The FBI program targeted groups like the Black Panthers on the guise that they were trying to over throw the US government. They specifically targeted individual like Dr. Martin Luther King, Malcolm X and other civil rights activists in an effort to crush the rise of black people, said Dr. Malik Zulu Shabazz, the chairman of the New Black Panther Party.
“COINTEL-PRO is an official action of the US government through the FBI and is designed to crush the rise of black people and stop the rise of a black messiah,” Shabazz said.
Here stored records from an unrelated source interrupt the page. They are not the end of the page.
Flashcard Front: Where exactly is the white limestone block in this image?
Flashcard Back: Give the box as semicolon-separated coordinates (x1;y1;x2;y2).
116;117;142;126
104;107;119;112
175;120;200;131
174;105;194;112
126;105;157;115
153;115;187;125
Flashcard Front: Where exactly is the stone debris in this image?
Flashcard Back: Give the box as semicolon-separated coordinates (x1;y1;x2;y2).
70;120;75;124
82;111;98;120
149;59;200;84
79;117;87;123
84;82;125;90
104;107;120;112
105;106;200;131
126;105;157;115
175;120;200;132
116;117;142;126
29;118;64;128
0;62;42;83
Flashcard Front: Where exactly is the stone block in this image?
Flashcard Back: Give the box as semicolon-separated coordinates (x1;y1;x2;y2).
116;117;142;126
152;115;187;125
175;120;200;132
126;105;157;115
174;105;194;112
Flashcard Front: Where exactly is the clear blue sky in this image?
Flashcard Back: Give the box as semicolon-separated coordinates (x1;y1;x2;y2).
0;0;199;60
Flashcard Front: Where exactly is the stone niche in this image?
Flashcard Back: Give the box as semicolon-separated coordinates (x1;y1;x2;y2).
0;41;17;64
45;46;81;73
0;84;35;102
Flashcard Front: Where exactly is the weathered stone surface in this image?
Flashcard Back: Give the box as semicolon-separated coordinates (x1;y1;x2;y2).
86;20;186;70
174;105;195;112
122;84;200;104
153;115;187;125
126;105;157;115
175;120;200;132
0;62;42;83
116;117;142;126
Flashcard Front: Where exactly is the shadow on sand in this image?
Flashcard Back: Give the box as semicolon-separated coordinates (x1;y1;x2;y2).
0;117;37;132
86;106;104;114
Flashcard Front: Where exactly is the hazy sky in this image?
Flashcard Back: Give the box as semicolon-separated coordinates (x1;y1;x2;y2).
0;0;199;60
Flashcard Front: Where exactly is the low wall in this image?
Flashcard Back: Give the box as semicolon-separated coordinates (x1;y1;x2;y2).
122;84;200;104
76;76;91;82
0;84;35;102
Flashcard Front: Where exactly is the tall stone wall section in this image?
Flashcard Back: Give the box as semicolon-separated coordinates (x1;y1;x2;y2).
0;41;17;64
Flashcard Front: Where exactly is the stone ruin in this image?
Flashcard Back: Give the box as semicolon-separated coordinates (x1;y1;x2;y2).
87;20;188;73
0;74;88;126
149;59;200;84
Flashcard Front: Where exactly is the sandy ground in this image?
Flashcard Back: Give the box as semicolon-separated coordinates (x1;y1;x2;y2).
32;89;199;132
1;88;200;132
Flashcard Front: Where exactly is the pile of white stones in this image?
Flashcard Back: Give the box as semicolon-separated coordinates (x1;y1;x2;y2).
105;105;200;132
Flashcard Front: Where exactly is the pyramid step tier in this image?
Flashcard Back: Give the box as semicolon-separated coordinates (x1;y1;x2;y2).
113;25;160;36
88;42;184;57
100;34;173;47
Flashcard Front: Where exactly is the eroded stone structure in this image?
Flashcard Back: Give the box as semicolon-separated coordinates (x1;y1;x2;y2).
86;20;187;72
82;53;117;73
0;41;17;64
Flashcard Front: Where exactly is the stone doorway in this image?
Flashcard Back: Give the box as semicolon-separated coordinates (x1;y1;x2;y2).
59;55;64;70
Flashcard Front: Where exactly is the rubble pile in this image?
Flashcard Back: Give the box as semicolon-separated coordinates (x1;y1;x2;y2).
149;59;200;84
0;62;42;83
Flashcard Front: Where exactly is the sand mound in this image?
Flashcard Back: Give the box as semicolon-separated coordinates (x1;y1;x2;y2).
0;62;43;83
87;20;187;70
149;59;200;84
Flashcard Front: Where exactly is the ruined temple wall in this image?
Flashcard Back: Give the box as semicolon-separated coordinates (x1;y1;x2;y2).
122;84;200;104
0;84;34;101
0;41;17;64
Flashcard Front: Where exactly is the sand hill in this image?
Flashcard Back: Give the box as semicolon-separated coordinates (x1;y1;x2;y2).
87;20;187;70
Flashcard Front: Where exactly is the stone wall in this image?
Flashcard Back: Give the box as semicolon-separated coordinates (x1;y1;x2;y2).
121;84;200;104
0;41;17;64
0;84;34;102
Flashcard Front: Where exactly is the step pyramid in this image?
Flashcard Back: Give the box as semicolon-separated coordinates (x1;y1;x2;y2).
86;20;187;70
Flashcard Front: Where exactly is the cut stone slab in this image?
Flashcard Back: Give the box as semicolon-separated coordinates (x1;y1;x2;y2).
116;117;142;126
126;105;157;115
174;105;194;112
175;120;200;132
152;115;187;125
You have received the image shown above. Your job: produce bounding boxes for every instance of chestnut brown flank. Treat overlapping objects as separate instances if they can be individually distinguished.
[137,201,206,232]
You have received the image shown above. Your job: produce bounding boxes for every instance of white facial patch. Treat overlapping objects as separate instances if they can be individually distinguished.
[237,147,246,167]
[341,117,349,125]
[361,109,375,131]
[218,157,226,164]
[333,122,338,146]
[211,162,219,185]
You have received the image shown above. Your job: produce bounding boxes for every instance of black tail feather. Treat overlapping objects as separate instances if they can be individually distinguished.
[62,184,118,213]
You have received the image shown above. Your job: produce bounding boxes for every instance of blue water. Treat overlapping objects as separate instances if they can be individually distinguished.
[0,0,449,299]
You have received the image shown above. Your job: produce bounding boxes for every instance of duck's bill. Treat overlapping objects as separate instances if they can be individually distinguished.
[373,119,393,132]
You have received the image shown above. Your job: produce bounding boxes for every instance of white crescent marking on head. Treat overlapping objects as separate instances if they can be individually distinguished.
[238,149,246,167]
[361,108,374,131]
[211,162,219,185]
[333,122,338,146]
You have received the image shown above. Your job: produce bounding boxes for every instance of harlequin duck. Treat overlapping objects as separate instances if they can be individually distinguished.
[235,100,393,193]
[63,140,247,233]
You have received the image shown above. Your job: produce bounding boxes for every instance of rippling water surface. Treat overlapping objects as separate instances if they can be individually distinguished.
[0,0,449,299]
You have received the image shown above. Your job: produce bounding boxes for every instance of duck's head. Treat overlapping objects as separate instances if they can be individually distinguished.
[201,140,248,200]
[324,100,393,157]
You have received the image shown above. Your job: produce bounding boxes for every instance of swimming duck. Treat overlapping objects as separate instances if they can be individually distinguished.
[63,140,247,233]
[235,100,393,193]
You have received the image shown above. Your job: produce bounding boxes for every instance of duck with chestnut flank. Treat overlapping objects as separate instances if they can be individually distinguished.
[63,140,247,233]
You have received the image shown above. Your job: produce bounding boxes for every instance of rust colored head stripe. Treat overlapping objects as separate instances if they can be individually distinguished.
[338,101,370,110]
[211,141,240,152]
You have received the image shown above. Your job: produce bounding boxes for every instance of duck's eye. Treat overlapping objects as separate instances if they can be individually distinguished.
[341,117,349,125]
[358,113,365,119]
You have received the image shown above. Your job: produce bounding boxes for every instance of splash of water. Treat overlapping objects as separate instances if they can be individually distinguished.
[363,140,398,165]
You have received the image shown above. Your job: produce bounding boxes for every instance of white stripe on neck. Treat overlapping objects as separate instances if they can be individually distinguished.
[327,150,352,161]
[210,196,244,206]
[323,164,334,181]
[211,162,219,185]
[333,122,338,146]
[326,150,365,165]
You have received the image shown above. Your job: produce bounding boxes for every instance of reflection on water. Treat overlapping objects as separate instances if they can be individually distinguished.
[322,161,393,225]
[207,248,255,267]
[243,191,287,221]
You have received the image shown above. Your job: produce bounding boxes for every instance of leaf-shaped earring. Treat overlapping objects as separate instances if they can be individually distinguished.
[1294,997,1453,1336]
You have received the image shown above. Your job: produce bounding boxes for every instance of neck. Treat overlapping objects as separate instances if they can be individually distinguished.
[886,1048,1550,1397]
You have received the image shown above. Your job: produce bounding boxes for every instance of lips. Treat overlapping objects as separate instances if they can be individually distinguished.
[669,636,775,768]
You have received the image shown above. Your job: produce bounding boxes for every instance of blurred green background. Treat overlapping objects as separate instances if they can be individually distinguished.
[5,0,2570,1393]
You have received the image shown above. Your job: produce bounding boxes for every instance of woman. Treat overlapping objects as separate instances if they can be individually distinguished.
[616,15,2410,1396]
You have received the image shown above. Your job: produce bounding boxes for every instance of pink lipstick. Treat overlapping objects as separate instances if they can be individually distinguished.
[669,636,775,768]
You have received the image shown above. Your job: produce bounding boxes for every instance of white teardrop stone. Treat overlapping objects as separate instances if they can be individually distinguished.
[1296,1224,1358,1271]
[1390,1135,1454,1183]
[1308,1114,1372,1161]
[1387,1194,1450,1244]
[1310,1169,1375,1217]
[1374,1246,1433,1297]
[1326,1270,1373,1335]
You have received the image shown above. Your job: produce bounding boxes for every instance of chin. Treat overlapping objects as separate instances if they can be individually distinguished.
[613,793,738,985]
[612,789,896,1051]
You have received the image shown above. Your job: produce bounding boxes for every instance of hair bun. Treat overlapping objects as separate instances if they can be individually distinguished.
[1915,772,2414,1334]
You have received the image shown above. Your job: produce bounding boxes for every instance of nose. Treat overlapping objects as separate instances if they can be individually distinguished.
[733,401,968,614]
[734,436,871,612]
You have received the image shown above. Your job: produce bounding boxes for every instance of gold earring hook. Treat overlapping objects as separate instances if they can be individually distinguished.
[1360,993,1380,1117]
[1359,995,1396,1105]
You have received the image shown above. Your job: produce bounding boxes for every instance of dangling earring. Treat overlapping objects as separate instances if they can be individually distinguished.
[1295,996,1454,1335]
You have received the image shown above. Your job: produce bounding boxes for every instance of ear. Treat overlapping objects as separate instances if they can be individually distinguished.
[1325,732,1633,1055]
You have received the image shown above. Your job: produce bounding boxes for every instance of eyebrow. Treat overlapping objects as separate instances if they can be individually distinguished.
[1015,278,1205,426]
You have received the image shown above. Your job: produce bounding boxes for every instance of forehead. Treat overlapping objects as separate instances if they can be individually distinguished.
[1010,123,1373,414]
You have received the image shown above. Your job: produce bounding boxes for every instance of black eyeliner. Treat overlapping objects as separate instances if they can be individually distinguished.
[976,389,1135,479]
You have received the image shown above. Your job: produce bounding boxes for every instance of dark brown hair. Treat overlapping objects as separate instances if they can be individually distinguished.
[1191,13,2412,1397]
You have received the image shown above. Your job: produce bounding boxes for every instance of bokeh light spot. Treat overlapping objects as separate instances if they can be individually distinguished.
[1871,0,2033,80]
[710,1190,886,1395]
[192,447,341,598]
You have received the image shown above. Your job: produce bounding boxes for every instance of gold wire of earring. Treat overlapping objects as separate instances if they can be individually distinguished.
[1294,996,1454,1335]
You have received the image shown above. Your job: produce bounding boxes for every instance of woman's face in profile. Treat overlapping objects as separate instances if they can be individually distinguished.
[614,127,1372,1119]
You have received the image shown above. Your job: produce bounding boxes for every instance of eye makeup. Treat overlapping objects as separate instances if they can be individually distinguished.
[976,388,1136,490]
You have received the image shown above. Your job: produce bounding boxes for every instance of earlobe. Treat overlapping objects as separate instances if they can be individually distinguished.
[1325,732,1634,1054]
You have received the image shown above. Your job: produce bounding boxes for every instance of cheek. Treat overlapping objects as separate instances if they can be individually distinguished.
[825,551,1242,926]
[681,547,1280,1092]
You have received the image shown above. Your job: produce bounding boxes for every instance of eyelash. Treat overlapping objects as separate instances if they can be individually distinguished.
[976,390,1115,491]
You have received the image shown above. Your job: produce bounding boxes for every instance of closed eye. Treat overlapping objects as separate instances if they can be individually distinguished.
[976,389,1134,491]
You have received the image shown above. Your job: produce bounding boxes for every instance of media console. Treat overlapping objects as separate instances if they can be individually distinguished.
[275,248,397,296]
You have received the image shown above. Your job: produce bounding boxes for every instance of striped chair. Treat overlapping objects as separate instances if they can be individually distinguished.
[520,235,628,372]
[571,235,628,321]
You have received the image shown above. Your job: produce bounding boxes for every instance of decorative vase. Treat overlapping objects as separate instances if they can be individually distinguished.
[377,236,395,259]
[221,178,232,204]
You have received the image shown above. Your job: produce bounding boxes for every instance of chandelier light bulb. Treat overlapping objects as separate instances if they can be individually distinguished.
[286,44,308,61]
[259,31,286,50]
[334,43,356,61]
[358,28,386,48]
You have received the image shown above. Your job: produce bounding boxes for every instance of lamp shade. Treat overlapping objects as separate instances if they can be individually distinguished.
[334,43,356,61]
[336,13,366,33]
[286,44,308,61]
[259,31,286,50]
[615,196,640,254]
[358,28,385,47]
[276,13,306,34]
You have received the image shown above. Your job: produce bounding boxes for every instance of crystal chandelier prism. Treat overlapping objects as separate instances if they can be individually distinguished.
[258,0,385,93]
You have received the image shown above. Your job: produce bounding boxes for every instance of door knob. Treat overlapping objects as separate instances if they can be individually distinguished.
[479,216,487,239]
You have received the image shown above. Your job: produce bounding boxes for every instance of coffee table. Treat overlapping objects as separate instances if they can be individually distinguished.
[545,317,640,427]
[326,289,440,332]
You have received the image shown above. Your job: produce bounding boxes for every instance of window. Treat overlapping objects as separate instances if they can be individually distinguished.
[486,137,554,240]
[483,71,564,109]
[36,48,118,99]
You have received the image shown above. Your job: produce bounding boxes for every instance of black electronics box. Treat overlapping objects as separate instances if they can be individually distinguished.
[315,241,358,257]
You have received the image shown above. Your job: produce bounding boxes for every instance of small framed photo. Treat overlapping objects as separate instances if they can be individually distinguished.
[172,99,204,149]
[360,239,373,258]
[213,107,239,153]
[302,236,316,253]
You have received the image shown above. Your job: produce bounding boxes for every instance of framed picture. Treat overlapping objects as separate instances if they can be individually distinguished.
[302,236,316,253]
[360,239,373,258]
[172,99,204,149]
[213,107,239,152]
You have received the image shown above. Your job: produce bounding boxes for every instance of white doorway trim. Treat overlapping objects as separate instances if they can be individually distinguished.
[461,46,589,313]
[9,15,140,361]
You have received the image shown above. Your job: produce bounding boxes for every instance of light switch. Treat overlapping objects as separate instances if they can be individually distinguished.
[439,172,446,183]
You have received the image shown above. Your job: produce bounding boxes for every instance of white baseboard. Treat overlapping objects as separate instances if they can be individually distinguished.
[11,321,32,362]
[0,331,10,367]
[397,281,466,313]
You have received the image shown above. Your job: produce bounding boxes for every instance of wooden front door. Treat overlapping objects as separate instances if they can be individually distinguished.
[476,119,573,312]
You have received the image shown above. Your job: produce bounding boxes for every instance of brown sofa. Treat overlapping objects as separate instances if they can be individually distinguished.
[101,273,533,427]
The program official operated with the mission of preventing a coalition of militant black national groups, and preventing groups from gaining influence and credibility.
“They said that Martin Luther King would embrace nationalism or embrace national goals of black people of achieving a nation and territory of our own, or in other terms, self determination," explained Shabazz. “Then the goal of the US government, which was wicked, which was to kill and to assassinate, use sabotage, dirty tricks, false evidence and other methods of infiltration to stop our movement and to stop our rise towards our human rights and divine destiny.”
He added, “The US government owes our people, it owes the Indians, it owes the brown people that it has insulted with this counterintelligence program; it owes us all reparations.”
Today Dr. Martin Luther King is a symbol of peace and civil rights. He is highly respected and an American holiday honors his life.
“We have reduced Dr. King to a dream. But the Dr. Martin Luther King that spoke out against US foreign policy in Vietnam, US imperialism around the world, that’s the Martin Luther King that was wire tapped by Robert Kennedy,” he explained.
Shabazz argued that the counterintelligence program continues today, but now it is known as the USA PATRIOT Act.
Filmmaker Claude Marks, the director of “Freedom Archives” and “COINTEL-PRO 101” said he hopes to open the doors to history on the topic of government repression that is being seen again today through the USA PATRIOT Act and post 9/11 politics.
When the COINTEL-PRO program became public, there was a great deal of outrage. There were a number of congressional hearings on the matter. The Congresses accused the FBI of conducting illegal surveillance of US citizens and began the process of legal change regarding what the government can and cannot do.
Many argue today than the government should utilize spying on citizens to prevent terrorist attacks. Marks explained that we must be mindful of the protection of political dissent separate from terror, and remember that the government rarely conducts just spying activities.
“The agencies of the government, first of all historically, did a lot more than simply spy. They actually conducted a level of disruption of organizations,” said Marks. “The scope of this was extremely broad and was very chilling on any kind of legal dissent.”
COINTEL-PRO was official disbanded in the 1970s, however no one was every official charged. No one was ever held accountable, said Marks. Since then the militarization of opposition to political dissident by the government has escalated.
“This isn’t about terrorism, this is about discouraging political opposition or what is deemed by the government to be unpopular political views,” he added. People have a right to dissent.